The PEOPLE, etc., Respondent, v. YI HI LIN, Appellant.

Decided: July 20, 1998

Before MILLER, J.P., and SULLIVAN, FRIEDMANN and LUCIANO, JJ. M. Sue Wycoff, New York, N.Y. (Peter T. Blum of counsel), for appellant, and appellant pro se. Charles J. Hynes, District Attorney, Brooklyn (Roseann B. MacKechnie and Monique Ferrell of counsel), for respondent.

Appeal by the defendant from a judgment of the Supreme Court, Kings County (Hall, J.), rendered May 25, 1995, convicting him of kidnapping in the first degree, upon a jury verdict, and imposing sentence.   The appeal brings up for review the denial, after a hearing (Douglass, J.), of those branches of the defendant's omnibus motion which were to suppress statements made by him to law enforcement officials, physical evidence, and identification testimony.

ORDERED that the judgment is affirmed.

The complainant was kidnapped, apparently by members of a Chinese gang, in a plot to extort a ransom from his father in China.   The complainant was held captive for 13 days, 10 of which were spent in a basement apartment in Brooklyn.   The defendant was one of the complainant's captors in the Brooklyn apartment.   When a ransom was paid in China, the complainant was released.

Approximately two weeks after being released, the police executed a search warrant at the Brooklyn apartment in which the complainant had been held captive.   The officers found restraint devices and a key in the defendant's room.   Additionally, telephone records were obtained indicating calls were placed to China from certain relevant locations.   Four Asian men were found inside the apartment.   They were brought outside, one at a time.   The complainant, in a police car, identified the defendant as being one of his captors.

 On appeal, the defendant contends that the complainant's in-court identification was the product of an unduly suggestive showup that was not warranted by exigent circumstances.   We disagree.   While the identification procedure may not be sustained as a proper showup since it was not linked in close temporal or spatial proximity to the crime (see, People v. Duuvon, 77 N.Y.2d 541, 569 N.Y.S.2d 346, 571 N.E.2d 654;  People v.
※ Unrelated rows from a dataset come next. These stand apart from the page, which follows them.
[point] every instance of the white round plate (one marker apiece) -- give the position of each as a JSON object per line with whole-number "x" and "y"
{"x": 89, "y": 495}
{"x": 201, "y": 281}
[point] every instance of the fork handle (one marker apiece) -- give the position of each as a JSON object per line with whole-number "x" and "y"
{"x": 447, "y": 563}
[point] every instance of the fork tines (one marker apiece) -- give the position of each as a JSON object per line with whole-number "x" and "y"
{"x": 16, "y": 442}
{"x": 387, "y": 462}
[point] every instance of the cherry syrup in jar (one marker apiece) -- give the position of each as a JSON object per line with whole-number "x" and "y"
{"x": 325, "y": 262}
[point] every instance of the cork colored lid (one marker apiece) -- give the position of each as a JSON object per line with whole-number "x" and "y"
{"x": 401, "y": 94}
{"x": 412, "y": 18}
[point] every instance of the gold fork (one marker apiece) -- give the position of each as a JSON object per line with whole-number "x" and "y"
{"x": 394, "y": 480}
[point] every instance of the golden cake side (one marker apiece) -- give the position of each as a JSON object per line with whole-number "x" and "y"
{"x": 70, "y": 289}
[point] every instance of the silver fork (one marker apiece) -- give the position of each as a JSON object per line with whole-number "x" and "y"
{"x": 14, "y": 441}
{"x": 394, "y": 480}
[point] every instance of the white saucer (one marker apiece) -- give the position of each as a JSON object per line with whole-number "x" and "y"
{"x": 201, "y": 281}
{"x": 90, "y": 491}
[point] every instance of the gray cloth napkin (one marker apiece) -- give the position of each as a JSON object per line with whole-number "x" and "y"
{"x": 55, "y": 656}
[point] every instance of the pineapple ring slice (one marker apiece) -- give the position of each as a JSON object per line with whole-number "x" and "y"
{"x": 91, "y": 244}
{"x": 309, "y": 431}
Brnja, 50 N.Y.2d 366, 429 N.Y.S.2d 173, 406 N.E.2d 1066), we nevertheless conclude that the identification testimony was properly received in evidence as having been the result of an “impromptu on-the-scene lineup” (People v. Brathwaite, 163 A.D.2d 402, 558 N.Y.S.2d 125) involving the defendant and three other Asian males.   Moreover, even assuming that the identification procedure was objectionable, the defendant admitted at trial that he was one of the complainant's captors, although he claimed to have acted under duress as he, too, was a victim of gang-related crimes (cf., People v. Levan, 62 N.Y.2d 139, 476 N.Y.S.2d 101, 464 N.E.2d 469).   Finally, the restraint devices and telephone records provided further evidence of the defendant's guilt.

We have reviewed the defendant's remaining contentions, including those raised in his pro se supplemental brief, and find that they do not warrant reversal.